We define a representative cluster (RC) as one in which each protein represents a different genome, and a maximally representative cluster (MRC) as an RC that cannot grow further (as the S'norm threshold is incremented toward zero) without incurring multiple representation of one of the genomes. The complete distribution of MRCs over these 114 genomes is shown in Figure 4, and the representation of bacterial "phyla" (second-level NCBI categories: ) in these MRCs in Figure 5. Not surprisingly, many of the MRCs – particularly the smaller ones – are of relatively limited distribution across bacterial phyla. The range of S'norm values through which an RC is maximal is its range of maximality, and is bounded above by its maximum threshold and below by its minimum threshold. More precisely, the maximum threshold is the lesser of the maximum possible value of S'norm (1.00 in the absence of rounding errors) and the increment just below that at which the cluster ceases to be maximal (because all edges linking one or more of its proteins no longer satisfy the threshold criterion). The minimum threshold is the greater of the minimum possible threshold (here 0.01) and the increment just greater than that at which one or more genomes becomes represented more than once in the cluster. Maximum and minimum thresholds for the MRCs are shown in Figures 6a and 6b respectively, and the distribution of ranges of maximality in Figure 6c. The 13 clusters that are maximally representative over 0.99 threshold units (and represent at least four genomes) include leader and attenuator peptides, a streptolysin S-associated protein, the Streptococcus lantibiotic precursor protein, and hypothetical proteins in Escherichia coli, Salmonella enterica, Shigella flexneri and Streptococcus pyogenes.

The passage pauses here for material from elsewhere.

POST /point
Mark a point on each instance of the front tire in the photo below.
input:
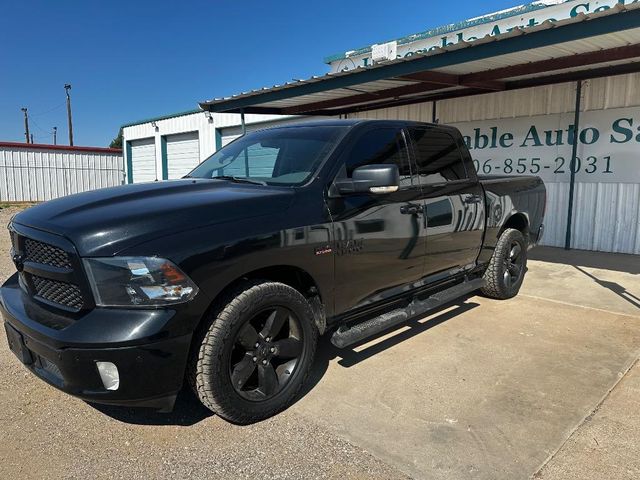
(256, 353)
(507, 267)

Because our cluster data are stored under a relational data model (in our case, in Oracle), these and even more-complex queries – for example, involving successive relaxation of the admittedly strict criterion used here for recognizing an MRC – can easily be made using very short SQL scripts.
Example: ATP synthase paralogous protein families
The superfamily of ATP synthase F1 rotary motor subunit paralogs comprises six families: the α, β, A, B, ρ, and flagellar subunits. Using only SL clustering, each of these six families is fully constituted by S'norm 0.41 and remains intact until S'norm 0.25, when the β and flagellar families join together. The B subunits join them at S'norm 0.24, forming a specific cluster that persists through S'norm 0.22. This transient cluster (from S'norm 0.25 through 0.22) of, at most, three families (Figure 7), represents the full extent of specific clustering among ATP synthase F1 subunit paralogs under SL clustering alone. At S'norm 0.23, the α subunit family is swallowed up into a large (89,840-member) nonspecific cluster ("blob") that grows further to 100,187 members by S'norm 0.22. The ρ subunit cluster accrues 63 unrelated members at 0.22, then at S'norm 0.21, together with the β+flagellar+B cluster and 5590 other proteins, is swallowed up into this blob. The A subunit cluster picks up 130 unrelated proteins at S'norm 0.21 and 0.20, then at S'norm 0.19 is swallowed up into the same blob, which then contains the entire ATP synthase F1 superfamily plus 151,112 other proteins (results not shown). Obviously this large, extremely heterogeneous cluster is not useful for phylogenetic inference, or indeed for any other analysis of biological relevance.
Under our hybrid (Markov Clustering plus SL) approach at I = 1.10, the cluster history is identical to that described immediately above for the SL approach down through S'norm 0.24. The 96 α subunits and (separately) the Methanosarcina acetivorans C2A predicted protein gi|20090748 join them at 0.21, the 38 A subunits at 0.18, and the 80 ρ subunits at 0.13. The Bradyrhizobium japonicum unannotated protein gi|27377965 joins at S'norm 0.06, and the Agrobacterium tumefaciens C58 hypothetical protein gi|17938963 at 0.04. This 433-member paralogous cluster is thus fully constituted at S'norm 0.04 (or at 0.13, if the two outliers are spurious matches), and remains cohesive until at least S'norm 0.01, the lowest threshold we examined. The size of the paralogous cluster depends on granularity (i.e. on parameterisation of I), and the exact threshold value at which a sequence or group of sequences joins a cluster is to some extent data-dependent; but we observed little or no non-specificity within the range of inflation parameter settings we examined for these data.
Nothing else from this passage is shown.